Aber wie sollte man sich gegenüber Revolutionären verhalten? Was machte man, wenn die Revolution schon gelutscht und Laios schon ermordet worden war? Die Generation nach der Revolution war dahingehend die tote Generation. Denn alle Brandsätze waren geschmissen, alle Molotowcocktails geraucht und alle Sitzblockaden längst abgesessen. Schließlich konnte man nur stehende Mauern umschubsen! Aber was passierte danach…?
Danach wurde gegen die Rebellion rebelliert! Was blieb unserem armen Manuel anderes übrig? Er sehnte sich nach Disziplin und Ordnung. Das war sein persönlicher Vatermord!
Währenddessen hatten sich die Blicke Chris zugewendet, der sichtlich geschockt auf die Reste seiner geplatzten Brötchentüte starrte.

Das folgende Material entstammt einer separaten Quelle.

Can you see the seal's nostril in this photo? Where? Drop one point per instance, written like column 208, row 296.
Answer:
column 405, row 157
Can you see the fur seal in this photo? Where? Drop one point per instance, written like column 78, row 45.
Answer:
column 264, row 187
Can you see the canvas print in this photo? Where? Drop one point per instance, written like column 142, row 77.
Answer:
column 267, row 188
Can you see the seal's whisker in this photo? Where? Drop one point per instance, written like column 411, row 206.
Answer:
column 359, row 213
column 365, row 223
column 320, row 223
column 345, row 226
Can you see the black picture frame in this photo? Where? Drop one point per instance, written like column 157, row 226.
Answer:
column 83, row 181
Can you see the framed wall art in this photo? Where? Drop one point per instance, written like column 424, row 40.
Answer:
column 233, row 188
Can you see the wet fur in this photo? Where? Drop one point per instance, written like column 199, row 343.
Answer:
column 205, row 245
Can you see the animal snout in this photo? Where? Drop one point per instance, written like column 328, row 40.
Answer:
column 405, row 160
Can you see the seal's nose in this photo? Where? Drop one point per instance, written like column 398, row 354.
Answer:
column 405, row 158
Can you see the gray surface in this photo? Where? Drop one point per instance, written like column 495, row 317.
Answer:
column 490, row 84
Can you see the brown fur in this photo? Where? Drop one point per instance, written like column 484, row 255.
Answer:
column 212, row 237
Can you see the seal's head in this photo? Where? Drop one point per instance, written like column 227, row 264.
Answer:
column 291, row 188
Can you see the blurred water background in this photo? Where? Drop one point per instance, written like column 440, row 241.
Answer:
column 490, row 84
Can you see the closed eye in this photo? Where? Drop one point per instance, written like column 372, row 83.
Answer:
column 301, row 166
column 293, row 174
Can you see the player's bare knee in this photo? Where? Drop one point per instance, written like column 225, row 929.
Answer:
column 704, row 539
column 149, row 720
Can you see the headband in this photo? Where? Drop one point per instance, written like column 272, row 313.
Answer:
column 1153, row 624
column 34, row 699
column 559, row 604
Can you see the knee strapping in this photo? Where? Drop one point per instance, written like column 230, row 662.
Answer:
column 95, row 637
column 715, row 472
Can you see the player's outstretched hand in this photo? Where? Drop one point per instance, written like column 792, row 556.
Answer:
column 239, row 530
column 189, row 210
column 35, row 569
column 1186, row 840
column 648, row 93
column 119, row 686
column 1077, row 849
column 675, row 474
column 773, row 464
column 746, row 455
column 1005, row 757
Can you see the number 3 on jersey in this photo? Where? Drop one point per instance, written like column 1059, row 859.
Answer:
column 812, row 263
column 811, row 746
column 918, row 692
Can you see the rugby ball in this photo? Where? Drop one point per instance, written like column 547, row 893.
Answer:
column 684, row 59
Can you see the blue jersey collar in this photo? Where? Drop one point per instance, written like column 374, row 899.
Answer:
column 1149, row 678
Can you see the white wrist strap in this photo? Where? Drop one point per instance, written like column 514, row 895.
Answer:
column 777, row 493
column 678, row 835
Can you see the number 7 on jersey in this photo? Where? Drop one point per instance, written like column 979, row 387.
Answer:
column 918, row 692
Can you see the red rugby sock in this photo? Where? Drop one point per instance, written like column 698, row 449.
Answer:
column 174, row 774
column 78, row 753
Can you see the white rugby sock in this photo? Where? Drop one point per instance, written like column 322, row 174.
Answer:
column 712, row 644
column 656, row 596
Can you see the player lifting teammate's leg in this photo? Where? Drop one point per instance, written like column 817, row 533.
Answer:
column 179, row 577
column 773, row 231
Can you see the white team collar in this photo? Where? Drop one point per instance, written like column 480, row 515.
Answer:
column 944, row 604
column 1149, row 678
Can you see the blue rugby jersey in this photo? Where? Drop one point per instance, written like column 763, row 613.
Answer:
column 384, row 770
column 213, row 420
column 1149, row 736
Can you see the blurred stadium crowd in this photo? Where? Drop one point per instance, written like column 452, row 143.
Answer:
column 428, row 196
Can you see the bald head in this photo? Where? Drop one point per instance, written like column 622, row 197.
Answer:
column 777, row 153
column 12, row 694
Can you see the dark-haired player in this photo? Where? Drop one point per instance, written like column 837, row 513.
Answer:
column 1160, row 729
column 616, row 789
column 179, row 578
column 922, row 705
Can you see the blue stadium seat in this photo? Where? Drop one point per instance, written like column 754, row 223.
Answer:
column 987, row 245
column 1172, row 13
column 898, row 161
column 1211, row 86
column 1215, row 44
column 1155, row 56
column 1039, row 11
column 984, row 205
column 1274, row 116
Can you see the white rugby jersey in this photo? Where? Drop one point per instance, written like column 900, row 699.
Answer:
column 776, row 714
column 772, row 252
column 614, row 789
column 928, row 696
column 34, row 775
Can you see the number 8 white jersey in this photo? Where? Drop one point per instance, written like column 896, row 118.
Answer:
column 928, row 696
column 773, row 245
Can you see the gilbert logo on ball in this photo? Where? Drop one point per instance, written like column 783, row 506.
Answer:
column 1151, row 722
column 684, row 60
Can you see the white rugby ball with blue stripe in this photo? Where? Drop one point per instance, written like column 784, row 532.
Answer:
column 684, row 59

Er zitterte sogar regelrecht. Und dann warf er Manuel einen so finsteren Blick zu, wie ich es noch nie von ihm gesehen hatte: „Du verschissener Besteck-Nazi! Ist dir klar, dass mir deinetwegen fast die Fresse explodiert wäre…?! – Wegen so einem Scheiß!“
Schöner Einwand! So kann man auch mal ganz sauber und sachlich ein überflüssiges Thema beenden!